The error log will be cleared once the errors have been queried. Reboot reasons are also stored in this log. Once a node fails for any reason, it will store that reason in the error log after it has rebooted. Reasons can include watchdog reboots, reboots due to a firmware update, hardfault, or others. The previous error log will be lost after a reboot as it is not stored persistently.

Finally, the error log is also used to report the uptime of a node. Once the log is queried, the uptime will be stored in the log as well and a final entry will be generated with the type INFO_ERRORS_REQUESTED. This is always the last entry of the error log.

For a complete list of error types, refer to the definitions in Logger.h as we are continuously adding more types.

Logging Errors

Errors are logged into different categories. See the LoggingError type in Logger.h for more information. One category is the REBOOT type that reports a number of different reasons for why a node has rebooted.

To log an error in your custom application, use the LogError or LogCount methods from the Logger class. For an error, you have to give the LoggingError category which you should specify as VENDOR. Other categories are maintained by us and will be extended in future BlueRange Mesh versions. You will be able to specify a 32bit error code and an extra with 32bits in which you can fill any information that you think might be helpful in finding the error.

Example
enum class VendorErrorTypes : u32 {
    FATAL_CUSTOM_MODULE_CRASH = 1,
};
GS->logger.LogError(LoggingError::VENDOR, (u32)VendorErrorTypes::FATAL_CUSTOM_MODULE_CRASH, additionalInfo);

Logging Counts

It is also possible to use the LogCount method which will either create a new log entry or will increase the count if the entry already exists. This is useful for collecting metrics, e.g. the number of connection losses, number of sent packets, etc,…​.

Example
enum class VendorErrorTypes : u32 {
    COUNT_CUSTOM_PACKETS_SENT = 2,
};
//Logs another two packets that have been sent
GS->logger.LogCount(LoggingError::VENDOR, (u32)VendorErrorTypes::COUNT_CUSTOM_PACKETS_SENT, 2);

Querying the Error Log

action [nodeId] status get_errors

The queried nodes will respond with their complete error log that they have stored in RAM. The error log is automatically cleared after it was queried.

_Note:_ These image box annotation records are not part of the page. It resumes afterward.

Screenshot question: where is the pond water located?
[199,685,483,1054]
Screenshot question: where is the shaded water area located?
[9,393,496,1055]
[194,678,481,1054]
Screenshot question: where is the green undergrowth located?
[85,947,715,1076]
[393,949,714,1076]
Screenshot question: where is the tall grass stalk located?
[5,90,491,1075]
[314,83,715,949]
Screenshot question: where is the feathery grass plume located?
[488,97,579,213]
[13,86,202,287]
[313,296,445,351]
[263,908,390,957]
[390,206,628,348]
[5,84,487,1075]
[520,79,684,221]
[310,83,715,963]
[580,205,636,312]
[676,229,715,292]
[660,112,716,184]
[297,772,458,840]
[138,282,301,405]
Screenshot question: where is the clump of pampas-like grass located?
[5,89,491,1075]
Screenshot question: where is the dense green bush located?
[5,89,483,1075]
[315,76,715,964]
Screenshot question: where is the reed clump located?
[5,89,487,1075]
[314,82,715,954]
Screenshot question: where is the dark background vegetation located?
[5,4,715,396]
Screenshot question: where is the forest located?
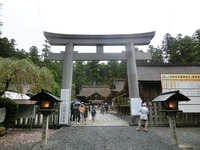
[0,4,200,97]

The error log is printed on a sink node (or any other if json logging is active) as multiple json objects.

Exemplary response on a sink node
{"type":"error_log_entry","nodeId":2,"module":3,"errType":2,"code":22,"extra":59,"time":10000,"typeStr":"CUSTOM","codeStr":"COUNT_JOIN_ME_RECEIVED"}
{"type":"error_log_entry","nodeId":2,"module":3,"errType":2,"code":86,"extra":10030,"time":10030,"typeStr":"CUSTOM","codeStr":"INFO_UPTIME_ABSOLUTE"}
{"type":"error_log_entry","nodeId":2,"module":3,"errType":2,"code":20,"extra":6,"time":10030,"typeStr":"CUSTOM","codeStr":"INFO_ERRORS_REQUESTED"}

The error type (category) and the error code are both printed as a number and (if known by the sink node) also as a string for easier readability.

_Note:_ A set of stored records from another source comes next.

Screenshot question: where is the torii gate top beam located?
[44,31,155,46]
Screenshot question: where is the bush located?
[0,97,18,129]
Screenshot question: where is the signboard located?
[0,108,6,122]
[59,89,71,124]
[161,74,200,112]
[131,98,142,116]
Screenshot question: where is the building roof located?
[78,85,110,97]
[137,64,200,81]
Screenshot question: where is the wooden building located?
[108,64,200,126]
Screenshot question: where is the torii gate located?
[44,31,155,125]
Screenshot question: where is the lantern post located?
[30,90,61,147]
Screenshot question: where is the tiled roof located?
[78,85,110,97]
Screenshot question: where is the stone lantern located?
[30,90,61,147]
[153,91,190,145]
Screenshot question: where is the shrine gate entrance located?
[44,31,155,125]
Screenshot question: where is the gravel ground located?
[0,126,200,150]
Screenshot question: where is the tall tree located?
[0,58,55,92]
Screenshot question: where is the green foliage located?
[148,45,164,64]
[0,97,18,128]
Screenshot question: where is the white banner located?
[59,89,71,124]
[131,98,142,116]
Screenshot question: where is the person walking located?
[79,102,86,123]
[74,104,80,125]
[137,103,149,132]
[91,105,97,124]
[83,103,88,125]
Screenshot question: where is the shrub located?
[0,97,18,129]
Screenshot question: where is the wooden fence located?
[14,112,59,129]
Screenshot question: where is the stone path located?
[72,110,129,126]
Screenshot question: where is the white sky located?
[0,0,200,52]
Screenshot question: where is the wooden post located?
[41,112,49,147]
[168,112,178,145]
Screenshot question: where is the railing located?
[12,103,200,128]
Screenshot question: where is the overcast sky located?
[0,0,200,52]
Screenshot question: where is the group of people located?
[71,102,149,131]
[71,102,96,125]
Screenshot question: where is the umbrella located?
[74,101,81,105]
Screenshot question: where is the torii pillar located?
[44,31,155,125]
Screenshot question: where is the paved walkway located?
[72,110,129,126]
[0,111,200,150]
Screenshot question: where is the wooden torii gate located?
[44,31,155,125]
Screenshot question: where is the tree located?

As part of the error log, the uptime of a node is reported either as a relative timestamp in seconds since reboot or as an absolute unix timestamp. The two types INFO_UPTIME_ABSOLUTE or INFO_UPTIME_RELATIVE are used for this purpose.

The error log should be collected periodically as it will fill up over time and will not be able to keep any additional entries.

The time is reported as either a relative time in seconds or as an absolute Unix Timestamp. The absolute timestamp is reported if the time of the node was the synced at one point. It is easy to distinguish the two possibilities by e.g. checking if the time is lower than e.g. 1000000000 which will mean it is a relative timestamp.